Mansfield Students Competing In Washington D.C.

30 Apr , 2019  

When the National Math Festival opens Saturday morning in downtown Washington, D.C., a six-member team of Mansfield Middle School students will be ready to compete in The Flagway Game.

More than 20,000 people are expected to participate in the festival, which will offer a day of free varied public math activities at the Walter E. Washington Convention Center.

The Flagway Game is a patented math exercise created by Bob Moses, originator of The Algebra Project. It is designed to develop reasoning skills and critical thinking. Each team lines up on one end of the playing area. One player at a time must run to the opposite end of the area to pick up a card (flag) with the numbers on it.

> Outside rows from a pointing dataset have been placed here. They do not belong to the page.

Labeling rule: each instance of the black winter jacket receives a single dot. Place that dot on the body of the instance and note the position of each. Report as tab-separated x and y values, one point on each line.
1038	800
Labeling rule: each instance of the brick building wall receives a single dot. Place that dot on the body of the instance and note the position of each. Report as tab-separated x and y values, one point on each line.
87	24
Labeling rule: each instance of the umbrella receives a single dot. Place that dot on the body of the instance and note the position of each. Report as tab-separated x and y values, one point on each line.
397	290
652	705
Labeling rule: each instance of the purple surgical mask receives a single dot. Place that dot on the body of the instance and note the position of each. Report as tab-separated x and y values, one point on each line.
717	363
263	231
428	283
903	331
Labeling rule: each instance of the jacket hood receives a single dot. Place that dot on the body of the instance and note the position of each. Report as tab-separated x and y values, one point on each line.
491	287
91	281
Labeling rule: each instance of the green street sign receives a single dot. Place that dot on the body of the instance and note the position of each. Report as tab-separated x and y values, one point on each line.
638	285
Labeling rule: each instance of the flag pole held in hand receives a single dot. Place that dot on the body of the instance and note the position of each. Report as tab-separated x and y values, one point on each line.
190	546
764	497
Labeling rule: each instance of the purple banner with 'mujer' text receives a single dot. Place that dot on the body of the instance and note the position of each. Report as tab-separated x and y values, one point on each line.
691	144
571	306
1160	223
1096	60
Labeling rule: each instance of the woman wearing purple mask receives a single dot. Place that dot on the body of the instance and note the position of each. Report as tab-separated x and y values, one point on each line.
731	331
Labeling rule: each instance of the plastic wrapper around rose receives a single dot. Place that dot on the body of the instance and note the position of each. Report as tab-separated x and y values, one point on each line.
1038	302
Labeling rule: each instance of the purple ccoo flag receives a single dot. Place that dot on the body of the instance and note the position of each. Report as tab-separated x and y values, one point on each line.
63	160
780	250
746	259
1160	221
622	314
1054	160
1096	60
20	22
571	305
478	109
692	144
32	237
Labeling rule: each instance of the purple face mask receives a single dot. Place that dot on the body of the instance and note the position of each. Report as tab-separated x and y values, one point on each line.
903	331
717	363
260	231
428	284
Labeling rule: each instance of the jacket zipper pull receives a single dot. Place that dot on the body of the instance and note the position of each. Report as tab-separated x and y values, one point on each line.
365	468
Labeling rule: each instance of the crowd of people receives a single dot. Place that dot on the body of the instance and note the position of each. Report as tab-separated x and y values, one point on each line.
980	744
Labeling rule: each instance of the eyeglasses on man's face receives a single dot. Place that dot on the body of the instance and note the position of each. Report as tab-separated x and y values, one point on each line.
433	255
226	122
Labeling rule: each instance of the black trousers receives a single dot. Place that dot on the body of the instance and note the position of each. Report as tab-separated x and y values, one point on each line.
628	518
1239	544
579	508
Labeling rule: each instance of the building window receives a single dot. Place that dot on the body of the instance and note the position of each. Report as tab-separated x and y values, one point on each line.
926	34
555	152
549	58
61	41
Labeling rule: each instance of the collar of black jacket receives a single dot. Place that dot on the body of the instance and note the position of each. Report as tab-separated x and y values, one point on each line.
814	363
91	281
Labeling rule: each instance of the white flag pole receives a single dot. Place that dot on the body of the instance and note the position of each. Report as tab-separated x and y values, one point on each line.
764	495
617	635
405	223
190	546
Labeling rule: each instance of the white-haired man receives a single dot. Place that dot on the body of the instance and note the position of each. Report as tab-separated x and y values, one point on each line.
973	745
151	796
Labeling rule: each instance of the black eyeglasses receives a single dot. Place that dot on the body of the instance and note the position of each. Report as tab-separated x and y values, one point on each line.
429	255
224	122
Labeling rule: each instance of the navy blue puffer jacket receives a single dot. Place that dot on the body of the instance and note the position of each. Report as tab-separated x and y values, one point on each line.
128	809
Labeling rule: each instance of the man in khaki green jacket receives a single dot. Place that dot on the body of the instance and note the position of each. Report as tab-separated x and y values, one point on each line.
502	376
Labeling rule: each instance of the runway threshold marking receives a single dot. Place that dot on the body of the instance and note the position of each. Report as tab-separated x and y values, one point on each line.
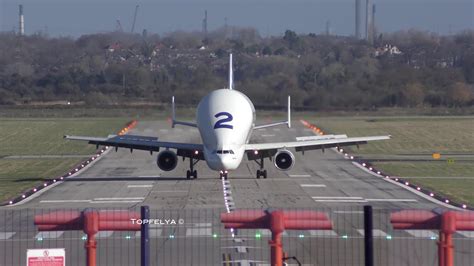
226	259
357	199
422	233
199	232
6	235
116	201
338	199
375	232
65	201
348	212
49	235
467	234
323	233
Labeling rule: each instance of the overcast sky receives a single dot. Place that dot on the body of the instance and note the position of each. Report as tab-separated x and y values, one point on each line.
270	17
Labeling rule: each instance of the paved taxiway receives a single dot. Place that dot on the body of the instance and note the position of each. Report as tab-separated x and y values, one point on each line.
323	181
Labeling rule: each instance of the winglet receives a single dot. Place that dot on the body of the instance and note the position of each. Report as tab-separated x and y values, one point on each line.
289	112
173	117
231	74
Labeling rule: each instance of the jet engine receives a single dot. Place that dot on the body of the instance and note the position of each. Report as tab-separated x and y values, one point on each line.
284	160
167	160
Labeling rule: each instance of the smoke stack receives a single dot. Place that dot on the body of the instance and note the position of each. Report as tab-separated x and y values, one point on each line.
358	17
22	21
373	24
368	19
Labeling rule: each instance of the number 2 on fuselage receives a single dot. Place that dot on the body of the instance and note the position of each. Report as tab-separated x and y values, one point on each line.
222	122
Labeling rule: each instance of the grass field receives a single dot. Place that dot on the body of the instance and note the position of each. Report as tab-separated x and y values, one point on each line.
415	137
20	137
410	135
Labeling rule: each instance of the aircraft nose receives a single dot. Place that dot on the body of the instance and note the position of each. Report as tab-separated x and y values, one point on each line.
228	163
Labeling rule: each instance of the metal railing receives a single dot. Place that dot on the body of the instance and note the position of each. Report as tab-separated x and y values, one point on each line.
199	237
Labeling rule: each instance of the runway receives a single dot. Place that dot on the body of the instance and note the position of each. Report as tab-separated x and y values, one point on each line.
320	181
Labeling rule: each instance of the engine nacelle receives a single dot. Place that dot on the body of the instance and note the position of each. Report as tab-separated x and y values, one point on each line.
167	160
284	160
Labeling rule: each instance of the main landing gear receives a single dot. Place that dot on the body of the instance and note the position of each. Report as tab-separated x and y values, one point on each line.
261	172
192	173
223	174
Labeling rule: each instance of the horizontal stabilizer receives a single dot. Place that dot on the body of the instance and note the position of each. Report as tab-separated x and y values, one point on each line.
306	138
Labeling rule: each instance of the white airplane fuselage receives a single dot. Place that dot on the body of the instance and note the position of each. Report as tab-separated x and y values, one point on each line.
225	119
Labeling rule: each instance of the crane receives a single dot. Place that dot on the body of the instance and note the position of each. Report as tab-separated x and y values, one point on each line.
118	26
134	19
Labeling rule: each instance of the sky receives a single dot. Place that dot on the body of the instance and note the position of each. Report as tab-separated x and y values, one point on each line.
269	17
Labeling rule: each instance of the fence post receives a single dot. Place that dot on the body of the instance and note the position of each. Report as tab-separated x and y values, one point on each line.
368	236
145	237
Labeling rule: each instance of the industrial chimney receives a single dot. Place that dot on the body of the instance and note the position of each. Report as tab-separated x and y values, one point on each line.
373	25
204	23
368	20
22	21
358	17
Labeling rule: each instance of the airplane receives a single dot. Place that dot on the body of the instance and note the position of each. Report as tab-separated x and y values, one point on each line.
225	119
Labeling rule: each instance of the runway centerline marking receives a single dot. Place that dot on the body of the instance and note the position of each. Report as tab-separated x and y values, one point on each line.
132	198
312	185
341	200
139	186
64	201
335	197
299	175
392	200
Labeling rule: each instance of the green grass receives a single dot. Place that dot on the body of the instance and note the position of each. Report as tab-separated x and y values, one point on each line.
428	169
18	175
457	189
410	135
415	135
45	137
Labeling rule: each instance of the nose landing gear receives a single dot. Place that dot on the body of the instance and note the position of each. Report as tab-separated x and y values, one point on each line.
223	174
262	172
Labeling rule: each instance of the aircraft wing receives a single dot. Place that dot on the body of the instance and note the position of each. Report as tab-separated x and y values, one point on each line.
144	143
256	150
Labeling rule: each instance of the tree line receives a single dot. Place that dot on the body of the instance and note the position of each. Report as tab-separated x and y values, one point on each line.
402	69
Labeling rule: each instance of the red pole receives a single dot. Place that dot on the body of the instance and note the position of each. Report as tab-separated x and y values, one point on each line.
91	227
441	257
448	226
277	226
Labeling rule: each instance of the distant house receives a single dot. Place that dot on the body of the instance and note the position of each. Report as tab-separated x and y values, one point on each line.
387	49
113	47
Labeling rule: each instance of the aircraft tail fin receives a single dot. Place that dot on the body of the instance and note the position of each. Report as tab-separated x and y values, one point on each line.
173	117
287	122
231	74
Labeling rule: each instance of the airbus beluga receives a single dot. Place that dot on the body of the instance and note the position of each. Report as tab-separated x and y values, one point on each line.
225	119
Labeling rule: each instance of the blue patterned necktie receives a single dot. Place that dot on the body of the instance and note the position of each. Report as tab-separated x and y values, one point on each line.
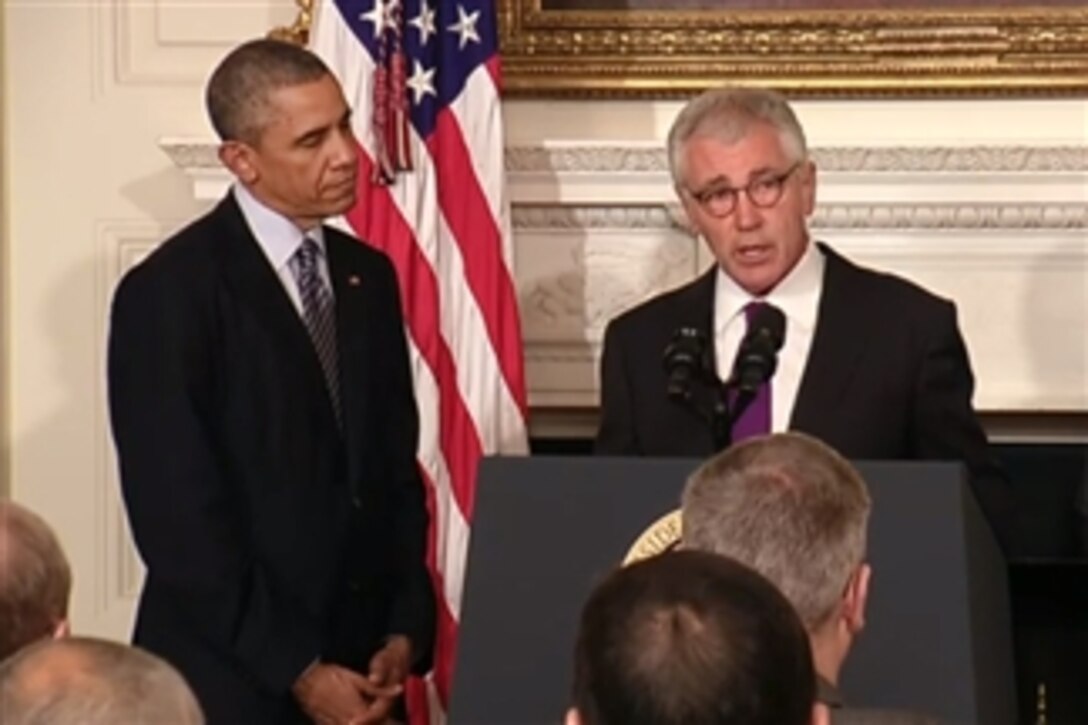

They must run back to their team, consult the other members, then navigate their way through the tree graph (starting at the center) to place the flag in the appropriate area. Once all the numbers on the flags are sorted, the points are tallied and the team with the most points wins the game.

Students are not told how to categorize the numbers. They have to make their own conjectures based on their knowledge of numbers in order to crack the code themselves.

“Flagway gives students a new way to think about math. They see numbers in a different way,” said Senior High math teacher Kelly Scott Parker. “The team has worked hard on this. They’re excited about going.”

Parker and math teacher John Grant will accompany the group to Washington.

Members of the middle school team are Josh Brooks, Christian Greene, Olyvia Marshall, Keyvon Smith, Ellie Snyder and Tayvon Vickers. All have participated in the after-school Flagway club, one of several academic clubs funded by the district’s 21st Century state grant.

Also making the trip will be six Mansfield Senior High students who have served as mentors to the younger group. They are Alisha Franklin, Aveon Grose, Zephaniah Jackson, Malachi Mays, Jarmel Shaw and Erynn Vaughn. The mentors group participated in The Flagway Game conference in October on the Ohio State University-Mansfield campus.

The Mansfield City Schools delegation will leave around 8 AM on Friday and return Sunday evening. A visit to the National Museum of African-American History and Culture is planned for Sunday morning. Participation in the National Math Festival is funded by a grant from the Richland County Foundation to Mansfield City Schools and Ohio State University-Mansfield.